The Yoga of Awakening
Shiva, transcendent and outside of form, pure peace and pure consciousness, remained in stillness for hours or days or longer in meditation. His earthly form would be suspended in a yogic posture while his consciousness was totally absorbed in bliss. The Great Mother Goddess watched Shiva for a long time, seeing his devotion and his attainment of great knowledge and power. Even as Shiva ascended great heights in his ability to contemplate his true nature as Spirit outside of form, the Great Mother Goddess knew that there was more for him to experience, so she incarnated as a woman, Sita, to help Shiva learn the supreme joy of embodied bliss. This is the path of Tantra, which means expansion.

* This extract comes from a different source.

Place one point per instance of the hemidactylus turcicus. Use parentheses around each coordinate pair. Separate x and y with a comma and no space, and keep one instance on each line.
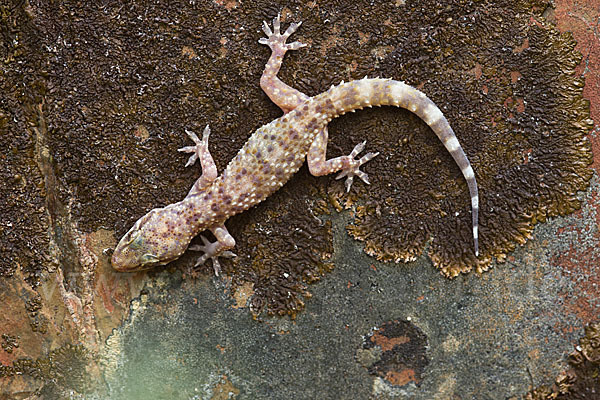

The Tantric path is the path of marriage between transcendent consciousness (Shiva) and the particulars of life on Earth in a body (Shakti or Sita). Perceiving so much suffering as a human on Earth, we tend to want to take refuge in the transcendent ever peaceful energy of Shiva. We cultivate our higher energy centers or chakras. We use crystals. We chant sacred mantras. We make vision boards. We meditate on healing sounds. We read copious amounts of spiritual literature, watch YouTube videos, listen to podcasts. We bathe ourselves in the peace that passes all understanding-this is often the honeymoon phase of spirituality. But then the Mother Goddess sees us, just as she saw Shiva, and she manifests something to bring us back to our bodies. In her great wisdom she knows that we are born here to earth in order to fully experience being a human, as well as being divine. And so she lures us back with a consuming love affair, a devastating trauma or betrayal, the loss of income, etc. This has often been called the dark night of the soul. The Great Goddess calls us back home, calling our transcendent spirit nature back to this body on this earth at this time.
As we are forced into a descent back into the body, we are confronted with all of the places we are still suffering. We have bypassed the difficulties of daily life by focusing on our Spirit nature, and this has worked for awhile. But now, Devi in her abundant wisdom, draws this heightened consciousness back to see the places where we are still trapped as humans. The places where we are still creating karma, the places where we are hiding and denying and avoiding. These are called samskaras, or knots, and they literally feel like knots in our energy centers when they are activated. Someone betrays you and you can feel the knot of anger in your solar plexus. A business venture fails and we can feel the knot of disappointment in the heart. This feels like suffering, and it can be filled with suffering, and it is the Great Mother's call for us to heal even more, even deeper. This Mother aspect of God draws very close to us during this time of descent. Even when we feel the most desperate, the most vulnerable and uncertain, this is when she is closest and holding us most tenderly-just as she loved and held Shiva.
Shiva's dark night of the soul occurred when the human form of the Goddess, Sita, died. He felt the depth of his love for Sita in the depth of his grief. This allowed him the fullest experience of his humanity, tasting the bitter as well as the sweet. He knew that his contemplation of Truth must include the Truth of love and loss, joy and sorrow. His transcendent consciousness, centered in the bliss of his true nature, must taste and perceive all of the particular tragedies of a human life.
This is what we are asked to do. Not to hide ourselves away in a manufactured peace, but to enter into the world with all of its suffering and joy, all of its tension and struggle. This is the path of Wholeness, the path of Tantra, the path of the Tao or the Way. This is the middle path of the Buddha, this is passing through the eye of the needle of Jesus. Holding our center, of what we know to be true about our eternal nature, while walking into the fires of this world. That is the work of the spiritual warrior, and it is the work that will heal and restore this world.